Not satisfied that we’d seen all there was to see, we had a bite to eat and got back on the metro, headed for Christiania, a commune founded in 1971 on the grounds of a former military base. The commune operates independently from the city administration, setting its own rules, and its Pusher Street is famous for the open trade in cannabis, supposedly illegal in Denmark. As we strolled through the commune, the telltale smell was quite evident, and we watched two city police officers in a friendly exchange with one of the sellers. Christiana has a seedy charm to it and is definitely worth a visit.

On our way back to the metro station, we visited another beautiful church, this one called Our Saviours. Six hours and 20,000 steps later, we were back onboard the Island Princess, satisfied with our day and having seen all of Copenhagen’s major tourist attractions. And Elva’s lost knapsack was sitting on our bed. Oh, the stories it could have told! Best gift ever!!

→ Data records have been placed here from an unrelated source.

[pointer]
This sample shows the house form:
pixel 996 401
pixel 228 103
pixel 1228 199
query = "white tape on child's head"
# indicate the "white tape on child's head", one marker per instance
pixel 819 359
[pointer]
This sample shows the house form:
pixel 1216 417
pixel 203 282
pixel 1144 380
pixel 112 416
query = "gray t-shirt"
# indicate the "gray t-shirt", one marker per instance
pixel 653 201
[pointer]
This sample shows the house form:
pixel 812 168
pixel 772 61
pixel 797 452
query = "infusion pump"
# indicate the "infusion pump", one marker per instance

Our next stop, Gothenburg, Sweden, is quintessentially Scandinavian, an industrial and university city with a rather drab feel to it. We took the shuttle to the central square and spent the morning wandering the streets and parks. We’d been told that the Haga district was an interesting place to visit for quaint cafés and boutiques. It might have been in the summer or on a weekend, but it was as dead as Victoria Row in December the day we were there. And having to pay to use public toilets was a turnoff. Not every place you visit on a cruise leaves you feeling WOW!

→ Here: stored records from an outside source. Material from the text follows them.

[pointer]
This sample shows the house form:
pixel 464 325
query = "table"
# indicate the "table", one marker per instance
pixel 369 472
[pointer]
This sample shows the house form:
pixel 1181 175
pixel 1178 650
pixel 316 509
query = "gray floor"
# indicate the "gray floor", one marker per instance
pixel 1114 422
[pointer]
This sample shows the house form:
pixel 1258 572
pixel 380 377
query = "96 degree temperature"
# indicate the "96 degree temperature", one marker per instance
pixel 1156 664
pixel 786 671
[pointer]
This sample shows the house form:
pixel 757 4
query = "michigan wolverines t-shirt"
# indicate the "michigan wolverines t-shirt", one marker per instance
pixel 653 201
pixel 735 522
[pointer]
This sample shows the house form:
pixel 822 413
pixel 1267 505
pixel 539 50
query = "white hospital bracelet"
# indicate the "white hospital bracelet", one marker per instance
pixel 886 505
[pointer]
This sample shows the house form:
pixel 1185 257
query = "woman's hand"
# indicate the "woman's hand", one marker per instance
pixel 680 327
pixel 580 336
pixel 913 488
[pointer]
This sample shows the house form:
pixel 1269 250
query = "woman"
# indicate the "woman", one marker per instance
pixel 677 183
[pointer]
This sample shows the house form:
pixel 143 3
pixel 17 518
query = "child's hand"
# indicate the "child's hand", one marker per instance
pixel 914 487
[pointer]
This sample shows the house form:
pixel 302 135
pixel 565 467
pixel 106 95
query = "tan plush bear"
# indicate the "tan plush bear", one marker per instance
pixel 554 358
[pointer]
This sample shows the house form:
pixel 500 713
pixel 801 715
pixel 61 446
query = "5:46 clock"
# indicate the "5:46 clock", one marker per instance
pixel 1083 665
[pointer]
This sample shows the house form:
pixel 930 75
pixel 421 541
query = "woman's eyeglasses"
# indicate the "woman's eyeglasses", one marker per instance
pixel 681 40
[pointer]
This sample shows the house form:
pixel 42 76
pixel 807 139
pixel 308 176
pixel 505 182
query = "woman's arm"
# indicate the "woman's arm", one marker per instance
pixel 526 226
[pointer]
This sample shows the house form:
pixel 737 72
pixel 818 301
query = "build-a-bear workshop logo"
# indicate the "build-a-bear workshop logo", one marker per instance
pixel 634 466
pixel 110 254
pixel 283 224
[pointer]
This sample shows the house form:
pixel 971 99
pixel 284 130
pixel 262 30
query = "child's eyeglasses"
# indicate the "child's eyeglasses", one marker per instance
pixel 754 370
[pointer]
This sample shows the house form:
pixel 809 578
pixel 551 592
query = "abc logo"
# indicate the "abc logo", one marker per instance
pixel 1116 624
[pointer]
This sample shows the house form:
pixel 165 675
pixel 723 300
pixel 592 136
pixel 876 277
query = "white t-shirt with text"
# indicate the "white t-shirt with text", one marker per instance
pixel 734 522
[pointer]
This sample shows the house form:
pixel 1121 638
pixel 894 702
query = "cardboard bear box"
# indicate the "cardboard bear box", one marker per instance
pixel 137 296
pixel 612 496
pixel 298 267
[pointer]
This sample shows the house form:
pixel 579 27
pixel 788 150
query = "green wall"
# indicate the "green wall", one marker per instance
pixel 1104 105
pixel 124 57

Our ship docked next to the Volvo Museum. Gothenburg is the home of Volvo. I’ve never owned one but wanted to when I was younger. The urge passed as I got older and realized that I was not a ‘car guy’ and that the darn things are nothing but depreciable necessities. The museum has a very nice collection of cars, trucks, tractors, service vehicles, and construction equipment. It’s scheduled to move into a brand-new location later this year in the center of the city. The photo below shows Roger Moore’s iconic Volvo 1800, not the one he used in the TV series The Saint but one he owned himself. I loved that show!

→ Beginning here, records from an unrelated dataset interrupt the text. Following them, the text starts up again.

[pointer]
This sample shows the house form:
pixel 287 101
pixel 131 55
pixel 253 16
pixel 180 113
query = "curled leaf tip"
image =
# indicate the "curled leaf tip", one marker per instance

Today, I begin my eighth decade on this little green planet, third from the sun, and I sure hope it won’t be my last. I’m having too much fun! I’m not sure how I feel about turning 70. It’s different from 60 for sure. Mentally, I’m as good as ever, maybe even better, but physically, the years are beginning to weigh on me. I do my best to balance a few medical conditions and keep as active as I can. Although my weight hasn’t changed much in the past 20 years, it’s been redistributed thanks to that inescapable and cruelest universal force, gravity. There’s even a name for this: furniture disease. That’s when your chest falls into your drawers! But the motor still works!

Thankfully, Elva hasn’t been tempted to trade me, not so far anyway. “Why would I?”, she asks. “I couldn’t get anything for you!”.